Rob provided the following “Text”data for the past 6 months:

  • Statewide average-  1,400 inbound texts per month
  • The County that includes the City of Indianapolis averages 1,000 of these texts per month
  • The rest of the Counties average 20 texts per month

However, Telecommunicators (those amazing individuals who answer your 9-1-1 call) have started to use the outbound text feature to deal with both abandoned and, excuse the term, “butt dial” calls (averaging 16,000 calls per month statewide) placed to 9-1-1.

butt

The telecommunicators have found that many times by sending a text such as, ‘Did you mean to call 9-1-1?” they will  receive a response, whereas a phone call, in many instances, is not answered. People often do not want to speak with 9-1-1 and admit their error. Many times these calls will result in an unnecessary law enforcement dispatch for follow-up.

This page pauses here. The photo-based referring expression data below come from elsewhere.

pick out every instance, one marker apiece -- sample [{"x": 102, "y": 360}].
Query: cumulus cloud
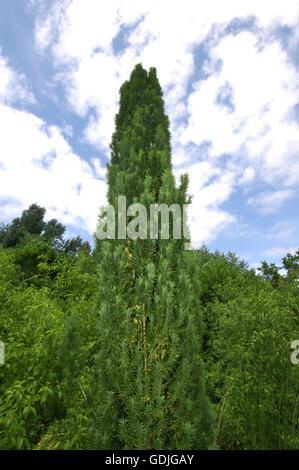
[
  {"x": 279, "y": 251},
  {"x": 38, "y": 165},
  {"x": 239, "y": 100},
  {"x": 270, "y": 202},
  {"x": 13, "y": 85}
]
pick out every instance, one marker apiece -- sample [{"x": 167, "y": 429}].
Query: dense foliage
[{"x": 139, "y": 343}]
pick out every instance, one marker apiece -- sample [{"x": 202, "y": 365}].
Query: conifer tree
[{"x": 148, "y": 387}]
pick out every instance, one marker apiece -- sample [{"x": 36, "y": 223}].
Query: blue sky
[{"x": 229, "y": 72}]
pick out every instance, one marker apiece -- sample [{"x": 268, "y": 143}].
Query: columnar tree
[{"x": 148, "y": 388}]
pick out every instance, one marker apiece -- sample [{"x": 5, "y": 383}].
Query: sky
[{"x": 229, "y": 74}]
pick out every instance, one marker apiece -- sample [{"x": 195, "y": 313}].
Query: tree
[{"x": 148, "y": 390}]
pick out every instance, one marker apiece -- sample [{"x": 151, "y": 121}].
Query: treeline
[{"x": 49, "y": 326}]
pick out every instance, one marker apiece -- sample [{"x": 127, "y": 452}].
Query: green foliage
[{"x": 148, "y": 387}]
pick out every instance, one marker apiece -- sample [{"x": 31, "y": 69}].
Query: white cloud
[
  {"x": 281, "y": 231},
  {"x": 13, "y": 86},
  {"x": 279, "y": 251},
  {"x": 257, "y": 131},
  {"x": 270, "y": 202},
  {"x": 39, "y": 166}
]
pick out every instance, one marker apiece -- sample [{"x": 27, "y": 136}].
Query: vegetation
[{"x": 140, "y": 344}]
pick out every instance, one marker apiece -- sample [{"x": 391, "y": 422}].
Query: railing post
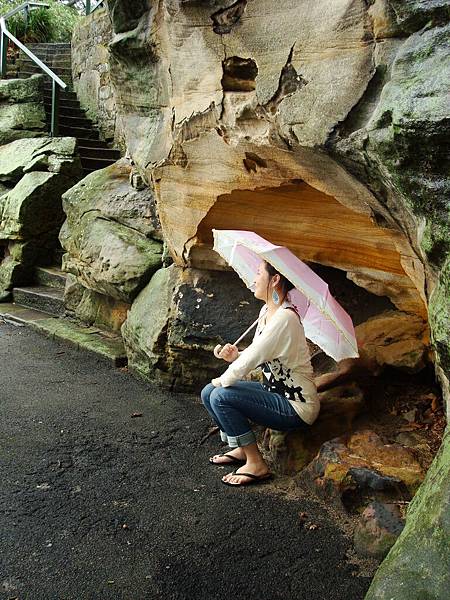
[
  {"x": 54, "y": 128},
  {"x": 3, "y": 54},
  {"x": 26, "y": 14}
]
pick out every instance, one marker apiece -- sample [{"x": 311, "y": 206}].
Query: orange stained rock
[{"x": 315, "y": 226}]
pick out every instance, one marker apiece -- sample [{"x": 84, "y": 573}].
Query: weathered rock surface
[
  {"x": 109, "y": 234},
  {"x": 296, "y": 129},
  {"x": 22, "y": 113},
  {"x": 90, "y": 72},
  {"x": 351, "y": 472},
  {"x": 418, "y": 566},
  {"x": 94, "y": 308},
  {"x": 34, "y": 173},
  {"x": 176, "y": 321},
  {"x": 292, "y": 451},
  {"x": 378, "y": 529}
]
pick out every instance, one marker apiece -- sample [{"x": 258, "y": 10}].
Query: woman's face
[{"x": 261, "y": 282}]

This feature is a major addition to Text-to-911 implementations.  It may become a feature that Telecommunicators request, facilitating further adoption of Text-to-9-1-1 across the Country.

 

Text to 9-1-1 and Language Translation

 

text

 

In certain areas of the United States there are large segments of the local population that do not speak English.

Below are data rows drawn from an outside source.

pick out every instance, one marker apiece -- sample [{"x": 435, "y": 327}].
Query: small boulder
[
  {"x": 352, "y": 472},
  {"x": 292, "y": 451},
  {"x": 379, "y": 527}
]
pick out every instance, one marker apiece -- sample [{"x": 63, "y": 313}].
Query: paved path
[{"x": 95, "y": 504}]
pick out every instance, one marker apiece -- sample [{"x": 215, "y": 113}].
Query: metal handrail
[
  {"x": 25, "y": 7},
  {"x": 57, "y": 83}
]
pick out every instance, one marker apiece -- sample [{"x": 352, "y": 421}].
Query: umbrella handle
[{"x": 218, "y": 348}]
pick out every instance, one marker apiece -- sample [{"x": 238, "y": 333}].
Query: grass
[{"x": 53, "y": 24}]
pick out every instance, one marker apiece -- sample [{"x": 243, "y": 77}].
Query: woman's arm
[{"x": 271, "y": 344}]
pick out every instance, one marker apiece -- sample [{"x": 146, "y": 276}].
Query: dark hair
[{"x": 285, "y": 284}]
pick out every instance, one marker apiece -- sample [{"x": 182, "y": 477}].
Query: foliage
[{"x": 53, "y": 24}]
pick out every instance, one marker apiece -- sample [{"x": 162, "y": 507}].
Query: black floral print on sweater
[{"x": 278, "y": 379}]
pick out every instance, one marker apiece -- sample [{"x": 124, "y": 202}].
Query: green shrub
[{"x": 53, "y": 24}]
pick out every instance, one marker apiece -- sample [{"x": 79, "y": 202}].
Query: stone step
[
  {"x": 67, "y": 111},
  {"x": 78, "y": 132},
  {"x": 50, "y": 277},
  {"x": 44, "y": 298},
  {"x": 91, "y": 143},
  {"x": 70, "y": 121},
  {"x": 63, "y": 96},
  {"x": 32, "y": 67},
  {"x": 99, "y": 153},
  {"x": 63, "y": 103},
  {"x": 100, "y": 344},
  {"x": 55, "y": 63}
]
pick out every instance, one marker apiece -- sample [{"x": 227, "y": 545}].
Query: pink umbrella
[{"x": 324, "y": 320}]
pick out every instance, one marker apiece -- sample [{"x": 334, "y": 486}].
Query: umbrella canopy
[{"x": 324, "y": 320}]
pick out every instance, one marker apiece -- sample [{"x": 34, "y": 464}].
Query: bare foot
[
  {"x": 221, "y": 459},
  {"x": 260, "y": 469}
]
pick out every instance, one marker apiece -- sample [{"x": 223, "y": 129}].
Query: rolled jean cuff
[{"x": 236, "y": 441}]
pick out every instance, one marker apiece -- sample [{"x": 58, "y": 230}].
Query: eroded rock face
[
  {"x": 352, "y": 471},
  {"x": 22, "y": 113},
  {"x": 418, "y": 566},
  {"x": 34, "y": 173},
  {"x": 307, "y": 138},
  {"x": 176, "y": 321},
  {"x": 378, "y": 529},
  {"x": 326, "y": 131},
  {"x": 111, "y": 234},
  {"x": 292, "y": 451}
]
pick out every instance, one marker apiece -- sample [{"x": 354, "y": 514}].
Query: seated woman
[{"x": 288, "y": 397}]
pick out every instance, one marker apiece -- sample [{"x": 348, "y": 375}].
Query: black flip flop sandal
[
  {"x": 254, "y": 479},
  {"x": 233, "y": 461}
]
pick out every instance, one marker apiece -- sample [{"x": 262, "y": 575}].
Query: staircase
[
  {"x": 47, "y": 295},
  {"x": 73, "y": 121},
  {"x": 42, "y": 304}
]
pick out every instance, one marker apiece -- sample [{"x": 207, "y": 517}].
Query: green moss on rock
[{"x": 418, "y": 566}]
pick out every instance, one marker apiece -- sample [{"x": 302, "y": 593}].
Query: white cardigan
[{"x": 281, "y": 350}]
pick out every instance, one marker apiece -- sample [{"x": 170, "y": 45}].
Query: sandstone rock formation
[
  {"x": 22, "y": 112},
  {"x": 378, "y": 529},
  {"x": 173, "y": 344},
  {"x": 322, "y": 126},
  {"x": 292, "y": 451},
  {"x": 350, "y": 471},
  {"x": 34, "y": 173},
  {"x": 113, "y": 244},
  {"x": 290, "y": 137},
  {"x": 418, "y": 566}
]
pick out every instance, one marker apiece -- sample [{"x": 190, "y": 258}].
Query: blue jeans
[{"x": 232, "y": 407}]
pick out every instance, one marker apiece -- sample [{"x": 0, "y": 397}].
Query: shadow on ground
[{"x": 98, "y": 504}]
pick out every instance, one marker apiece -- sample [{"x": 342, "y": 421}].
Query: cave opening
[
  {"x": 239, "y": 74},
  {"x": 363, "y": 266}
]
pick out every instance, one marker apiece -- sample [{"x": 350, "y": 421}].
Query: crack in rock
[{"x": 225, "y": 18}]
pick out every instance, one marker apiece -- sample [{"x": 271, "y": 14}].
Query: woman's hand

In 9-1-1 Call Centers (PSAP’s) today, it is common practice to have a third party language translation service under contract. For example, a 9-1-1 call is received and the call taker does not speak Spanish. It is a simple process to add a Spanish speaking translator to the 9-1-1 call.

Most translation firms offer this service for numerous languages.

We recently held a meeting with Miami-Dade, Broward and Palm Beach counties to discuss the implementation of Text to 9-1-1 on a regional basis. Paul McLaren, of West Safety Services (formerly Intrado) provided a technical overview. I was surprised to learn that -Today- it is not possible to ‘bridge in’ a third party translation service to a 9-1-1 text ( or any third party). There were a number of reasons identified, technical limitations, security, etc.

Here in South Florida, launching an ‘English-Only’ 9-1-1 Text service will need careful consideration and approval.

What would happen if you were working a shift in a 9-1-1 center and, on your screen, you receive a text in a foreign language?

If you have plans to move forward with a Text to 9-1-1 solution in your area, it will be important, in today’s scenario, to educate the public on language availability. You also need an emergency ‘contingency plan’.

Text can certainly be a useful tool, it is important that we understand all of the facts prior to implementation.